Saturday, July 06, 2019


President Trump didn't denounce "fake news" and lead chants of "Lock her up!" during his Fourth of July speech, so many of us dismissed his words as harmless, a rehash of pieties from middle-school history textbooks. David Frum did a closer reading and came away disturbed:
As Trump retold the story of the Pacific War, he said this: “Nobody could beat us. Nobody could come close.” When he paid tribute to the Air Force, he said this: “As President Roosevelt said, the Nazis built a fortress around Europe, ‘but forgot to put a roof on it.’ So we crushed them all from the air.” He added: “No enemy has attacked our people without being met by a roar of thunder, and the awesome might of those who bid farewell to Earth, and soar into the wild blue yonder.” Bringing the story to more recent times: “The Army brought America’s righteous fury down to al-Qaeda in Afghanistan and cleared the bloodthirsty killers from their caves.”

Were these wars right or just? Why were they fought? What were their outcomes? Except for the mentions of “freedoms” sprinkled randomly through the text, those questions went unconsidered. Instead, Trump would periodically ad-lib “What a great country!” after this or that mention of power and violence. America is great because it crushes all before it. Altering for circumstances, it was a speech that could have been given by Kaiser Wilhelm or Napoleon or Julius Caesar or the Assyrian Emperor Sennacherib. A great country is one that is feared by its enemies, that can inflict more devastating destruction than any other....

Devotion. Unity. History. Fighting.

But not: Democracy. Justice. Individuality. Peace.

... there was only vainglorious boasting: See our wealth, see our power, see our glorious triumphs over the mounded corpses of our enemies. We will always win, because we always fight.
We can blame Trump alone, but one or more speechwriters wrote all this for him. If they'd included words about America's virtues in the speech, do you think Trump would have objected? Do you think he even would have noticed? He just wanted a classy, patriotic speech that could accompany multiple displays of aerial might -- as Frum writes, "The speech existed only to provide a reason why he needed to stand in one place long enough for five waves of warplanes to cross the sky."

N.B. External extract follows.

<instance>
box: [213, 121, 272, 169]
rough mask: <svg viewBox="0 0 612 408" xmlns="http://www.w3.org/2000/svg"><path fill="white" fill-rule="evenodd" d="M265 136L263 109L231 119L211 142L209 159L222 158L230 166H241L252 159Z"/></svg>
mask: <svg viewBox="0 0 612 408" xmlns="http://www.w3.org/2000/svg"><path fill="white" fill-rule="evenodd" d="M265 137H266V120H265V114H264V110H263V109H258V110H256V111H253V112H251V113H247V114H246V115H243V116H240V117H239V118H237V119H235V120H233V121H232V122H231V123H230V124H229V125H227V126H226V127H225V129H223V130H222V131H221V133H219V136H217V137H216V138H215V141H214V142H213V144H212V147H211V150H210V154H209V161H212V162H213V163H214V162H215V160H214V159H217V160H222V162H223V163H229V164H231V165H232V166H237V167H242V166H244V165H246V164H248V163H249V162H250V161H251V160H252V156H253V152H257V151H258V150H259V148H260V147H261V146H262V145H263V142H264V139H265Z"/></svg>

Trump was content with a speech that didn't say a word about American ideals -- and so were his speechwriters. What this tells me is that the conservative movement is giving up on the notion that America is a good country -- or, more specifically, is giving up on the notion that it matters whether America is a good country. The message of this speech is: We kick ass, and might makes right.

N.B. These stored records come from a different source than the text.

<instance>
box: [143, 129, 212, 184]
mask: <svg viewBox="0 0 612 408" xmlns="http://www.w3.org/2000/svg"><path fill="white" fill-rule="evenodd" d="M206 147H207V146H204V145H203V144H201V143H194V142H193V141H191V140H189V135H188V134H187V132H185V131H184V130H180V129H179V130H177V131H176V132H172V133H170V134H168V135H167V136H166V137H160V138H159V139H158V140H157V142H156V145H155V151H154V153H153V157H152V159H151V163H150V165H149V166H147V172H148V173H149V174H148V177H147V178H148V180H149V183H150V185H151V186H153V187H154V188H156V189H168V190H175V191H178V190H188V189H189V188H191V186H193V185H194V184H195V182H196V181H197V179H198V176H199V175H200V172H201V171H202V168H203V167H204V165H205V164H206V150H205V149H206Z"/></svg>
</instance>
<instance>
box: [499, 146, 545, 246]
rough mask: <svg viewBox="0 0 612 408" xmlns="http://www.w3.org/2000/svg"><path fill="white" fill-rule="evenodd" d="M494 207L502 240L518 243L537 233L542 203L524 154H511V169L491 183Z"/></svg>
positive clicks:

Needless to say, those who argue that America is a virtuous country frequently ignore the nation's sins. But Trump's speechwriters seem to have taken the opposite approach: Virtue isn't worth discussing because all that matters is winning. These days, Republicans seem to approach domestic politics the same way. They don't even argue for a legislative agenda. Instead, the promise they make is that they'll crush the voters' enemies -- us.

I don't miss the smarmy patriotism of old-fashioned conservatives. But conservatism today seems to have no moral code of any kind. It's all about total domination, for no higher purpose.